CD Kritik Progressive Newsletter Nr.66 (09/2009)

The Mars Volta - Octahedron
(50:54, Mercury Music Group, 2009)

So konnte es ja schließlich nicht weitergehen. Als akustisches Album angekündigt, ist "Octahedron" zwar recht weit davon entfernt, als ein solches durchzugehen. Doch haben sich The Mars Volta, sprich "Helium"-Sänger Cedrix Bixler Zavala und Instrumentenmagier Omar Rodriguez-Lopez gewaltig zurückgenommen, das Tempo und die Abgedrehtheit der letzten Alben komplett außen vor gelassen, dabei dummerweise ebenfalls auf ihren würzenden, recht originellen Latin Touch verzichtet. "Octahedron" ist in erste Linie ein Rockalbum mit richtigen Songs und sogar einigen einprägsamen Melodiestrukturen. Doch so ganz normal stromlinienförmig ist natürlich nicht alles, denn einige Tracks bringen es dann doch auf mehr als 7 Minuten.
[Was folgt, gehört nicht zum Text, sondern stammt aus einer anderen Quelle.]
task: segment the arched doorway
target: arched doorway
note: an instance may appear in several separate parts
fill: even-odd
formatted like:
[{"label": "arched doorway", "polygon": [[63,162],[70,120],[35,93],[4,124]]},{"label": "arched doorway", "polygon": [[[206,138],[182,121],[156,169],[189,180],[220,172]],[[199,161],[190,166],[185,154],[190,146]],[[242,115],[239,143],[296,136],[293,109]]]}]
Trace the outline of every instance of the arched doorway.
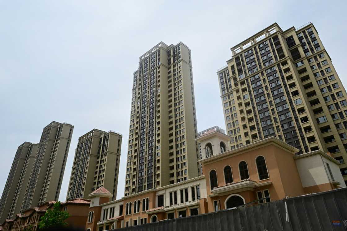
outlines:
[{"label": "arched doorway", "polygon": [[156,215],[153,215],[151,217],[151,222],[156,222],[158,220],[158,218],[156,216]]},{"label": "arched doorway", "polygon": [[245,204],[245,199],[239,195],[230,195],[225,202],[225,208],[231,208]]}]

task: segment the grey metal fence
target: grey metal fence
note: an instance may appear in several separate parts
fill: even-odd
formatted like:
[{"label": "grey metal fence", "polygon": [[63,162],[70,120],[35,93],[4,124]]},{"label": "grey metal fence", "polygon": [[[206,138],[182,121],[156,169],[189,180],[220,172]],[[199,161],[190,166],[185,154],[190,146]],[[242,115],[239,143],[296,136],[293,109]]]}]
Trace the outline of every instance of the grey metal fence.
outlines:
[{"label": "grey metal fence", "polygon": [[120,229],[122,231],[347,230],[347,188]]}]

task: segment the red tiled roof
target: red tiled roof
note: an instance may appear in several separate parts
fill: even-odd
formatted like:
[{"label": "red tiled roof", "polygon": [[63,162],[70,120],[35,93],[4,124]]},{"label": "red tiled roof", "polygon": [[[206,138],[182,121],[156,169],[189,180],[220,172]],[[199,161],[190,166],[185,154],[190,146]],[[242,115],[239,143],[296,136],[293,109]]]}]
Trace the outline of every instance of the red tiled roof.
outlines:
[{"label": "red tiled roof", "polygon": [[209,131],[208,131],[206,132],[204,132],[203,134],[201,134],[201,135],[200,136],[200,137],[201,137],[202,136],[204,136],[205,135],[206,135],[208,134],[210,134],[210,133],[212,133],[212,132],[214,132],[216,130],[216,130],[216,129],[215,128],[213,128],[213,129],[211,129],[211,130],[210,130]]},{"label": "red tiled roof", "polygon": [[89,200],[86,200],[83,199],[78,198],[72,200],[67,201],[63,204],[66,203],[75,203],[79,204],[90,204],[90,201]]},{"label": "red tiled roof", "polygon": [[101,186],[98,189],[96,190],[95,190],[95,191],[93,191],[90,194],[90,195],[91,194],[93,194],[96,193],[104,193],[107,194],[111,194],[111,192],[110,192],[110,191],[109,191],[108,190],[106,189],[102,186]]},{"label": "red tiled roof", "polygon": [[235,185],[235,184],[237,184],[239,183],[241,183],[242,182],[245,182],[246,181],[252,181],[252,182],[254,182],[256,183],[256,182],[254,180],[243,180],[240,181],[237,181],[236,182],[233,182],[232,183],[229,183],[226,184],[224,185],[222,185],[222,186],[217,186],[217,187],[214,187],[212,189],[214,189],[215,188],[222,188],[223,187],[225,187],[225,186],[229,186],[229,185]]},{"label": "red tiled roof", "polygon": [[162,206],[160,207],[158,207],[158,208],[151,208],[150,209],[148,209],[146,212],[152,212],[152,211],[155,211],[156,210],[160,210],[160,209],[164,209],[164,206]]},{"label": "red tiled roof", "polygon": [[109,220],[113,220],[114,219],[118,219],[119,218],[120,218],[121,217],[122,217],[124,215],[121,215],[120,216],[115,216],[114,217],[109,218],[109,219],[107,219],[107,220],[108,221]]},{"label": "red tiled roof", "polygon": [[34,208],[36,212],[45,212],[46,209],[40,209],[38,207],[35,207]]}]

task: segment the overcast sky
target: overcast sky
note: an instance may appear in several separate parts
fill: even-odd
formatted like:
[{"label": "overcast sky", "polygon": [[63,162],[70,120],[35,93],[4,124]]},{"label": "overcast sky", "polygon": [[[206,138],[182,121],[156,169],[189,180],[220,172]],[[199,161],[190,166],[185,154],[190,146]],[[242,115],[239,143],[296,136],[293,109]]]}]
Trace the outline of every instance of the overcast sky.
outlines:
[{"label": "overcast sky", "polygon": [[0,0],[0,192],[18,146],[55,120],[75,126],[60,200],[78,137],[94,128],[123,135],[122,196],[133,73],[160,41],[192,50],[199,131],[225,128],[216,72],[230,48],[275,22],[312,22],[346,86],[347,1],[257,2]]}]

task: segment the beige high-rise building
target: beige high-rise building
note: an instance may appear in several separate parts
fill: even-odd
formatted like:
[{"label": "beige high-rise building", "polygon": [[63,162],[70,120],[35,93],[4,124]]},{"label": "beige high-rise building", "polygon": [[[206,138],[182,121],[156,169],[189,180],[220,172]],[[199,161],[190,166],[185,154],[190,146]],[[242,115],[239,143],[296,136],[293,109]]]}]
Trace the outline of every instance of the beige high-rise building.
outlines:
[{"label": "beige high-rise building", "polygon": [[231,148],[273,136],[330,153],[346,181],[347,95],[313,24],[274,23],[231,50],[217,73]]},{"label": "beige high-rise building", "polygon": [[197,176],[191,50],[159,43],[134,73],[125,196]]},{"label": "beige high-rise building", "polygon": [[21,211],[58,200],[73,130],[55,121],[43,129]]},{"label": "beige high-rise building", "polygon": [[116,199],[122,136],[93,129],[78,138],[66,201],[88,195],[101,186]]},{"label": "beige high-rise building", "polygon": [[0,224],[19,212],[38,147],[38,144],[25,142],[17,149],[0,199]]}]

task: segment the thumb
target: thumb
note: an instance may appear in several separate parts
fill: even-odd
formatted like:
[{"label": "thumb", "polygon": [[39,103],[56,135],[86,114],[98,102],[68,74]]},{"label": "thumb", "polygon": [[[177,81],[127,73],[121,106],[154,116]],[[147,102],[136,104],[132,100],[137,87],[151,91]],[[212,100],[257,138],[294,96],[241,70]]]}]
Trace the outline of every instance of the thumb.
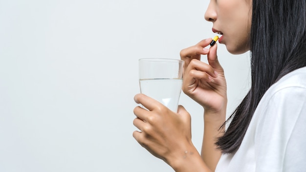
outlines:
[{"label": "thumb", "polygon": [[214,69],[218,69],[223,70],[221,64],[218,60],[218,56],[217,55],[217,49],[218,44],[215,44],[215,45],[211,46],[209,49],[209,52],[207,54],[207,60],[208,63]]}]

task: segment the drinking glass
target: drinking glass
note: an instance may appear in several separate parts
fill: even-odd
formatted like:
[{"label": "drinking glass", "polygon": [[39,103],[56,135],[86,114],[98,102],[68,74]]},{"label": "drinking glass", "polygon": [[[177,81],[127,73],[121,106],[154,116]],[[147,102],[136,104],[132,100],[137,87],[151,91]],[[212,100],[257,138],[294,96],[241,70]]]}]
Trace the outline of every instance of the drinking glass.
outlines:
[{"label": "drinking glass", "polygon": [[169,59],[139,60],[140,92],[176,112],[183,83],[184,61]]}]

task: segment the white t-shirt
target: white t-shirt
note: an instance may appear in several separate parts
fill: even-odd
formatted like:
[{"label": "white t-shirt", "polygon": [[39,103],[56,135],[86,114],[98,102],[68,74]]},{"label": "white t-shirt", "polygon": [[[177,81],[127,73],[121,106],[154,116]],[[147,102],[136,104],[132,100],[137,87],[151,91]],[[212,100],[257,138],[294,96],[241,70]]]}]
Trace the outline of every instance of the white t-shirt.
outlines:
[{"label": "white t-shirt", "polygon": [[306,67],[268,89],[240,147],[223,154],[216,172],[306,172]]}]

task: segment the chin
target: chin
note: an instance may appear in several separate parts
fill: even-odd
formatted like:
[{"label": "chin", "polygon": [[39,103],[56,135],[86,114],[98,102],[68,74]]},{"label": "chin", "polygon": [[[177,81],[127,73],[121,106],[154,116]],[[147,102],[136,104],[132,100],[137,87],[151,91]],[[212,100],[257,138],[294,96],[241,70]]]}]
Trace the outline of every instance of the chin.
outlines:
[{"label": "chin", "polygon": [[245,47],[244,48],[237,48],[237,46],[231,47],[230,46],[227,46],[226,49],[230,53],[234,55],[241,54],[247,52],[250,50],[248,47]]}]

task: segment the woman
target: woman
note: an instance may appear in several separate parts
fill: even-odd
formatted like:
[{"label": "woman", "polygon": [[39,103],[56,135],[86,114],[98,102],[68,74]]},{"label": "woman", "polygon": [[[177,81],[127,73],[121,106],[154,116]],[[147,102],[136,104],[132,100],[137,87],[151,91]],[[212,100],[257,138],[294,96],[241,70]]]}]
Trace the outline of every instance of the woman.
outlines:
[{"label": "woman", "polygon": [[[211,39],[184,49],[183,91],[204,109],[201,155],[190,116],[136,95],[133,137],[176,172],[301,172],[306,169],[305,0],[211,0],[205,15],[220,43],[251,56],[251,88],[225,131],[226,84]],[[208,64],[199,60],[207,55]]]}]

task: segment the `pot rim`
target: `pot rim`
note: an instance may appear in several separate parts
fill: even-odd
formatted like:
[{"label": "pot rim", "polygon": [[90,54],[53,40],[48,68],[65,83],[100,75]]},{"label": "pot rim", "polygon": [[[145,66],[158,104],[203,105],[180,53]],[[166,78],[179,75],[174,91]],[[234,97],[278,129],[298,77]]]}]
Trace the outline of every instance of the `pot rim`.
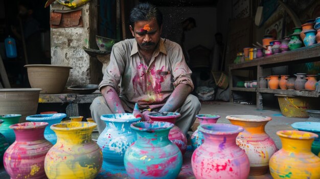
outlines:
[{"label": "pot rim", "polygon": [[9,119],[9,118],[17,117],[21,117],[21,116],[22,116],[21,114],[17,114],[0,115],[0,117],[2,118],[5,118],[6,119]]},{"label": "pot rim", "polygon": [[112,122],[133,122],[141,120],[141,117],[135,117],[132,113],[103,114],[101,115],[100,118],[105,121]]},{"label": "pot rim", "polygon": [[248,122],[269,121],[272,119],[271,117],[254,115],[228,115],[225,117],[228,120],[238,120]]},{"label": "pot rim", "polygon": [[42,90],[41,88],[2,88],[0,89],[0,91],[36,91]]},{"label": "pot rim", "polygon": [[45,122],[27,122],[12,124],[9,128],[13,130],[25,130],[44,128],[49,124]]},{"label": "pot rim", "polygon": [[60,118],[62,119],[66,117],[66,114],[64,113],[36,114],[27,116],[26,120],[35,121],[37,120],[53,120]]},{"label": "pot rim", "polygon": [[181,116],[181,114],[180,113],[178,113],[176,112],[169,112],[167,113],[168,114],[166,116],[160,116],[157,115],[159,115],[161,113],[151,112],[148,114],[148,117],[154,118],[156,118],[157,119],[168,119],[172,118],[177,118]]},{"label": "pot rim", "polygon": [[299,131],[320,132],[320,122],[298,122],[291,124],[291,126]]},{"label": "pot rim", "polygon": [[243,130],[243,127],[240,126],[224,123],[203,124],[199,127],[199,131],[201,132],[217,135],[238,134]]},{"label": "pot rim", "polygon": [[[140,126],[140,125],[143,125],[145,123],[149,123],[150,124],[153,124],[153,123],[164,123],[164,126],[162,127],[147,127]],[[163,131],[166,130],[170,130],[171,128],[173,127],[174,124],[173,123],[168,122],[160,122],[160,121],[149,121],[146,122],[136,122],[132,123],[130,125],[130,127],[135,131],[144,131],[144,132],[154,132],[156,131]]]},{"label": "pot rim", "polygon": [[73,68],[69,66],[58,65],[45,65],[45,64],[34,64],[34,65],[26,65],[24,66],[26,68],[34,67],[62,67],[73,69]]},{"label": "pot rim", "polygon": [[218,119],[221,117],[220,116],[216,114],[198,114],[196,116],[197,118],[201,119]]},{"label": "pot rim", "polygon": [[[85,124],[87,124],[87,126],[84,126]],[[68,125],[78,125],[76,126],[68,126]],[[82,126],[81,126],[82,125]],[[57,124],[54,124],[51,125],[50,129],[53,131],[75,131],[78,130],[85,130],[89,129],[94,129],[98,125],[96,123],[89,122],[69,122],[59,123]]]},{"label": "pot rim", "polygon": [[[291,133],[286,134],[285,133]],[[293,135],[295,134],[295,135]],[[304,134],[309,134],[309,136],[303,136]],[[296,139],[311,139],[318,138],[318,136],[314,133],[309,132],[293,130],[279,131],[277,132],[277,135],[279,137],[286,138]]]}]

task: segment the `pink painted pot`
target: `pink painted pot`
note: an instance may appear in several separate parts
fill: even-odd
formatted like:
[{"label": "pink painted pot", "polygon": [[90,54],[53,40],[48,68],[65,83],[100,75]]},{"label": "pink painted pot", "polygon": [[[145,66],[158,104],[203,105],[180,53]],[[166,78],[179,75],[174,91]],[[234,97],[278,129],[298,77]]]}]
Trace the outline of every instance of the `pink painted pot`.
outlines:
[{"label": "pink painted pot", "polygon": [[52,144],[44,139],[47,122],[11,125],[15,141],[5,152],[4,165],[11,178],[47,178],[44,158]]},{"label": "pink painted pot", "polygon": [[[174,124],[176,119],[181,115],[178,113],[151,113],[148,116],[153,121],[168,122]],[[169,140],[176,144],[182,156],[187,150],[187,137],[178,126],[174,125],[169,133]]]},{"label": "pink painted pot", "polygon": [[264,131],[264,127],[272,119],[262,116],[227,116],[232,124],[244,129],[237,137],[237,145],[248,155],[250,161],[250,175],[265,174],[269,168],[269,160],[278,151],[275,142]]},{"label": "pink painted pot", "polygon": [[194,151],[191,159],[196,178],[248,177],[250,164],[243,150],[236,144],[241,127],[227,124],[200,125],[204,142]]}]

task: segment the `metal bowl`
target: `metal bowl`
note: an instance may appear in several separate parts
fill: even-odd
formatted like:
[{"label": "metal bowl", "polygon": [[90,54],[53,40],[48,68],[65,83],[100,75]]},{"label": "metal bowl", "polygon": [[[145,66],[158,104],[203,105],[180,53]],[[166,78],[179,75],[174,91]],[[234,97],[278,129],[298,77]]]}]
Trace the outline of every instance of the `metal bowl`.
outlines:
[{"label": "metal bowl", "polygon": [[89,94],[96,91],[98,89],[98,85],[84,85],[71,86],[68,89],[72,90],[76,93],[81,94]]}]

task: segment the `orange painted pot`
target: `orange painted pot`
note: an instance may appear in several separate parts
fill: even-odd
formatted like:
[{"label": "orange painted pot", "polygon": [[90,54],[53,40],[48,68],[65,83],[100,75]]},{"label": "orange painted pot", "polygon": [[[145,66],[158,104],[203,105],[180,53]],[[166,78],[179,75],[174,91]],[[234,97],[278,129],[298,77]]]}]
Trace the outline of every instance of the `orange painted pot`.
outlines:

Trotzdem: nervöse, hektische Rhythmen, wie auch ausufernde Instrumentalpassagen findet man hier nur wenige. Dafür verzichtete man ebenfalls über weite Strecken auf die in der Vergangenheit doch etwas zu überstrapazierten, minutenlangen Soundcollagen. Die 8 Songs auf "Octahedron" sind inhaltlich und stilistisch auf das Wesentliche zusammengedampft. Die eigentlich größte Überraschung dabei: bisweilen funktioniert diese Umorientierung sogar richtig gut, und gerade die ruhigen Passagen mit wirklich echten, akustischen Instrumenten sorgen für eine ganz neue Facette bei The Mars Volta. Auch der ansonsten immer am Rande des Wahnsinns gleitende Leadgesang wurde meist in komplett normale Bahnen gelenkt. Somit sind zwar alle typischen Trademarks verschwunden bzw. sehr reduziert, dennoch hat die Band mittlerweile einen mehr oder weniger ganz eigenen Sound kreiert, der dieses Album trotzdem recht gut als von The Mars Volta zu erkennen gibt. Sicherlich werden einige Fans enttäuscht sein, dass man hauptsächlich "nur" richtig guten modernen Rock geboten bekommt. Dieser geht aber logischerweise noch lange nicht als Radio-kompatibel durch. So war es sicherlich eine gute Entscheidung, einfach mal ein Album zum Durchschnaufen für Fans und Musiker zu veröffentlichen, um nicht als Selbstkarikatur nur noch ein weiteres Album der wilden Exzesse zu bieten. Diese Art von Album dient vor allem als Bestandsaufnahme, um wahrscheinlich mit dem nächsten Werk wieder voll in eine komplett andere Richtung durchzustarten.